Advanced Usage

Using Multiple Task Decorators

You can use multiple task decorators on a single function to create multiple tasks with different dependencies and settings:

from taskade import task

@task(graph_name="graph1", dependencies=("task_b",), name="task_a_1", output_names=("result_a",))
@task(graph_name="graph1", dependencies=("task_c",), name="task_a_2", output_names=("result_b",))
@task(graph_name="graph2", dependencies=("task_d",), name="task_a_3", output_names=("result_c",))
def task_a(arg):
    return arg

@task(graph_name="graph1")
def task_b():
    return "Task B"

@task(graph_name="graph1")
def task_c():
    return "Task C"

@task(graph_name="graph2")
def task_d():
    return "Task D"

@task(graph_name="graph1", dependencies=("task_a_1", "task_a_2"))
def task_e(result_a, result_b):
    return result_a, result_b

In this example, task_a takes an argument arg and returns it. The output names are specified as result_a, result_b, and result_c for each of the tasks created by the multiple decorators. task_e depends on task_a_1 and task_a_2, and takes two arguments result_a and result_b, which are the outputs of task_a_1 and task_a_2 respectively. Note that the number of arguments in task_e matches the number of outputs from the dependencies task_a_1 and task_a_2.

Init Kwargs

You can pass initialization keyword arguments to tasks using the init_kwargs parameter:

from taskade import task

@task(graph_name="graph", init_kwargs={"foo": "bar"})
def task_a(foo):
    return foo

graph = task_a.graph
results = graph()
print(results[task_a])  # Output: "bar"

This passes the foo keyword argument to task_a when it's executed.

Using Output Names

You can specify output names for tasks using the output_names parameter:

from taskade import task

@task(graph_name="graph", output_names=["result_a", "result_b"])
def task_a():
    return "Result A", "Result B"

@task(graph_name="graph", dependencies=["task_a"], init_kwargs={"result_a": None, "result_b": None})
def task_b(result_a, result_b):
    return result_a, result_b

graph = task_a.graph
results = graph()
print(results[task_b])  # Output: ("Result A", "Result B")

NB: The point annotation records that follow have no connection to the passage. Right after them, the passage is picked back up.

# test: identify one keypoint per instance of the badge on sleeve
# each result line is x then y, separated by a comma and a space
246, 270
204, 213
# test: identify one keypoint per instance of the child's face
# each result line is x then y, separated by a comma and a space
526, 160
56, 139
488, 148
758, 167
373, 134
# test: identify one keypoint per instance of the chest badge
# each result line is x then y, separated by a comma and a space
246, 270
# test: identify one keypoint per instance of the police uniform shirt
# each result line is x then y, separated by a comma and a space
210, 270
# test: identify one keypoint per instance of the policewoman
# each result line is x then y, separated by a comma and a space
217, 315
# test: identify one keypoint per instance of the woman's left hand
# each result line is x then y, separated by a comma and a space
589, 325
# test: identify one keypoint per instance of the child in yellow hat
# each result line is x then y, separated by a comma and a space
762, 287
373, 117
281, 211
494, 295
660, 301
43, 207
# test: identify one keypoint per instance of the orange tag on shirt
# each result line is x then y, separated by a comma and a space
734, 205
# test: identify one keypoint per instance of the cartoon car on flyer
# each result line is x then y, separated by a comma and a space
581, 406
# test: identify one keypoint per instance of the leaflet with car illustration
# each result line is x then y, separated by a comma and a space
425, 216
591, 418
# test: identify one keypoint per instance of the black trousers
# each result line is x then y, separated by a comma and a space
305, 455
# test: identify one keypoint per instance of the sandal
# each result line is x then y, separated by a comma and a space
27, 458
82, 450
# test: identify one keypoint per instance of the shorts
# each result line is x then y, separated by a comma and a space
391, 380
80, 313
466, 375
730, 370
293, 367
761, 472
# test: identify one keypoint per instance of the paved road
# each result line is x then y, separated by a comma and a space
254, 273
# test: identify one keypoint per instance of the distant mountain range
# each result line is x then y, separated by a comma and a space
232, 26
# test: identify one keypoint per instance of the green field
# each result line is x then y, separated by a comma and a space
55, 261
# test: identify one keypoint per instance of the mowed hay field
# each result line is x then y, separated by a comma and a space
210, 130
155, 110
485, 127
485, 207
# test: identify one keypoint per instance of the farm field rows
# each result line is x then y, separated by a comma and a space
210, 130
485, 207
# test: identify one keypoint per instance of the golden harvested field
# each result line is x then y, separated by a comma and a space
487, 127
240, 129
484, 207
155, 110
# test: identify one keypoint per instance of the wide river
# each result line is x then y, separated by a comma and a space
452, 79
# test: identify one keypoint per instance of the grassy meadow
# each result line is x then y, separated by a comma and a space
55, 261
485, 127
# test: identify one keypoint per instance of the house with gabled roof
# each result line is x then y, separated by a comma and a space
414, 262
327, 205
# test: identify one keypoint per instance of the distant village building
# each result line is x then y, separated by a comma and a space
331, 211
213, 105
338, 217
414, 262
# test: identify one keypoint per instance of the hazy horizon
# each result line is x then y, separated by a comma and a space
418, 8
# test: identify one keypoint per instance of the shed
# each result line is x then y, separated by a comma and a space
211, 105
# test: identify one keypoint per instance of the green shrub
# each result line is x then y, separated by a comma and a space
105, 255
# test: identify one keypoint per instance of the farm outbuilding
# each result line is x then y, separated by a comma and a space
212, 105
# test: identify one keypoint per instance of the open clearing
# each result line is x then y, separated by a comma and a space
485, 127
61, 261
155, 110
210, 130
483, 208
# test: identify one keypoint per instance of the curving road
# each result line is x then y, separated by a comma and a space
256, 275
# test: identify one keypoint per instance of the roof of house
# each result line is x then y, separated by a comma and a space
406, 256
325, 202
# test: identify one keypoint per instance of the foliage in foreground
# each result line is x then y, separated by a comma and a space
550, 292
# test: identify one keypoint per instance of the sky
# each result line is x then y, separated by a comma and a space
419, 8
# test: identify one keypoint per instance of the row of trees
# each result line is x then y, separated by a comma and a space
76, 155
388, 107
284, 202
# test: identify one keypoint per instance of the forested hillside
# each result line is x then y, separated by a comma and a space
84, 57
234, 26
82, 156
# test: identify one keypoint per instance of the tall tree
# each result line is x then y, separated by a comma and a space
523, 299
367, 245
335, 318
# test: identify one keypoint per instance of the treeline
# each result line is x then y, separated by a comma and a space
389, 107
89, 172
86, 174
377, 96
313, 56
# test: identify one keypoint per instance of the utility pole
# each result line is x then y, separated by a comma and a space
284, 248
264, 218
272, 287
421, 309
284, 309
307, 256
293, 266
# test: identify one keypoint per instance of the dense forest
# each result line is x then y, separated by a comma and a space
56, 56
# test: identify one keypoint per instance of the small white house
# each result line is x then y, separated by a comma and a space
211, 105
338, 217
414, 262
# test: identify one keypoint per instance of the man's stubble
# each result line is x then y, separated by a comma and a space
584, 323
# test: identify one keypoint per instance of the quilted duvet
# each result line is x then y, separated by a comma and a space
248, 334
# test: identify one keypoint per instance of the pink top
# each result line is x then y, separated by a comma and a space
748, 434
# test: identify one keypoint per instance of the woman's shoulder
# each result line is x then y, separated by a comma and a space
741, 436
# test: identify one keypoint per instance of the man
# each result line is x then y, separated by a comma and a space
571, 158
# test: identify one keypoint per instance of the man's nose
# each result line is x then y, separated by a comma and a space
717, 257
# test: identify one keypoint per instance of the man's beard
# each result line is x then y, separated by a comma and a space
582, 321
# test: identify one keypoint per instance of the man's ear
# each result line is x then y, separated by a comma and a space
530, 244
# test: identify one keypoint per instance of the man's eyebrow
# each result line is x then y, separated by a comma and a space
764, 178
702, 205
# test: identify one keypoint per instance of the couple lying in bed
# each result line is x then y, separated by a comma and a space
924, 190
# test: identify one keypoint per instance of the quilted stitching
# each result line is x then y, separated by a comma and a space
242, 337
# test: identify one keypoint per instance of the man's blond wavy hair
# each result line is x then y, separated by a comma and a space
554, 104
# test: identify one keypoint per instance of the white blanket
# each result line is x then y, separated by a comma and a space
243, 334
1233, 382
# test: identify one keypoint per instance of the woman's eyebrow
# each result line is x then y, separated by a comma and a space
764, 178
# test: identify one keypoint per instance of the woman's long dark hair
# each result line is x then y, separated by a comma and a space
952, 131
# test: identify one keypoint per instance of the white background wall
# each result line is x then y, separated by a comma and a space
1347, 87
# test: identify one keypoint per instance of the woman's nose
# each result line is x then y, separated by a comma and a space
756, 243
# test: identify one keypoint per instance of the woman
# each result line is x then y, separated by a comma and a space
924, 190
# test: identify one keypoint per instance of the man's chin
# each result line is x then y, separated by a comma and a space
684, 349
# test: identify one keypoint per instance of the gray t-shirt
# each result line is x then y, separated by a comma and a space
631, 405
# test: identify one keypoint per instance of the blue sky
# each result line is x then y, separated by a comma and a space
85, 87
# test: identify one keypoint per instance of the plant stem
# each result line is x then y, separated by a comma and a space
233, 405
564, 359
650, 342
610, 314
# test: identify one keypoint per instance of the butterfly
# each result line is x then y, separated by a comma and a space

This sets the output names of task_a to result_a and result_b, and passes these outputs as keyword arguments to task_b.

Creation from Dictionary

You can create a graph from a dictionary of tasks:

from taskade import Graph, task

tasks = {
    "task_a": task_a,
    "task_b": task_b,
    "task_c": task_c,
}

graph = Graph.from_dict(tasks, name="my_graph")
results = graph()
print(results)

This creates a graph with the tasks in the dictionary and executes it.

Controlling Concurrency

Async Execution

You can control the concurrency of async execution by passing an async semaphore to the graph's __call__ method:

from taskade import task, get_graph

@task(graph_name="my_graph", output_names=["result_a"])
async def task_a():
    return "Result A"

@task(graph_name="my_graph", dependencies=(task_a, ), input_names=["result_a"])
async def task_b(result_a):
    return f"Task B received {result_a}"

async def main():
    graph = get_graph("my_graph")
    async with asyncio.Semaphore(5) as semaphore:
        results = await graph(tasks_semaphore=semaphore)
        print(results)

Sync Execution

You can control the concurrency of sync execution by passing a pool to the graph's __call__ method:

from taskade import task, get_graph
from concurrent.futures import ThreadPoolExecutor, ProcessPoolExecutor

@task(graph_name="my_graph", output_names=("result_a",))
def task_a():
    return "Result A"

@task(graph_name="my_graph", dependencies=(task_a,))
def task_b(result_a):
    return f"Task B received {result_a}"

graph = get_graph("my_graph")

with ThreadPoolExecutor(max_workers=5) as pool:
    results = graph(concurrency_pool=pool)
    print(results)

# or

with ProcessPoolExecutor(max_workers=5) as pool:
    results = graph(concurrency_pool=pool)
    print(results)

Or you can let taskade manage the pool for you by just passing in the n_jobs parameter. When executing a sync graph concurrently this way you can also pass in the type of pool into the concurency_pool parameter. By default it is set to ThreadPoolExecutor.

from taskade import task, get_graph
from concurrent.futures import ThreadPoolExecutor, ProcessPoolExecutor

@task(graph_name="my_graph", output_names=("result_a",))
def task_a():
    return "Result A"

@task(graph_name="my_graph", dependencies=(task_a,))
def task_b(result_a):
    return f"Task B received {result_a}"

graph = get_graph("my_graph")

results = graph(n_jobs=5)
print(results)

# or

results = graph(n_jobs=5, concurrency_pool=ProcessPoolExecutor)
print(results)

In both examples, the graph_name parameter is used to set the name of the graph, and the get_graph function is used to retrieve the graph. The graph is then called with the concurrency control parameters.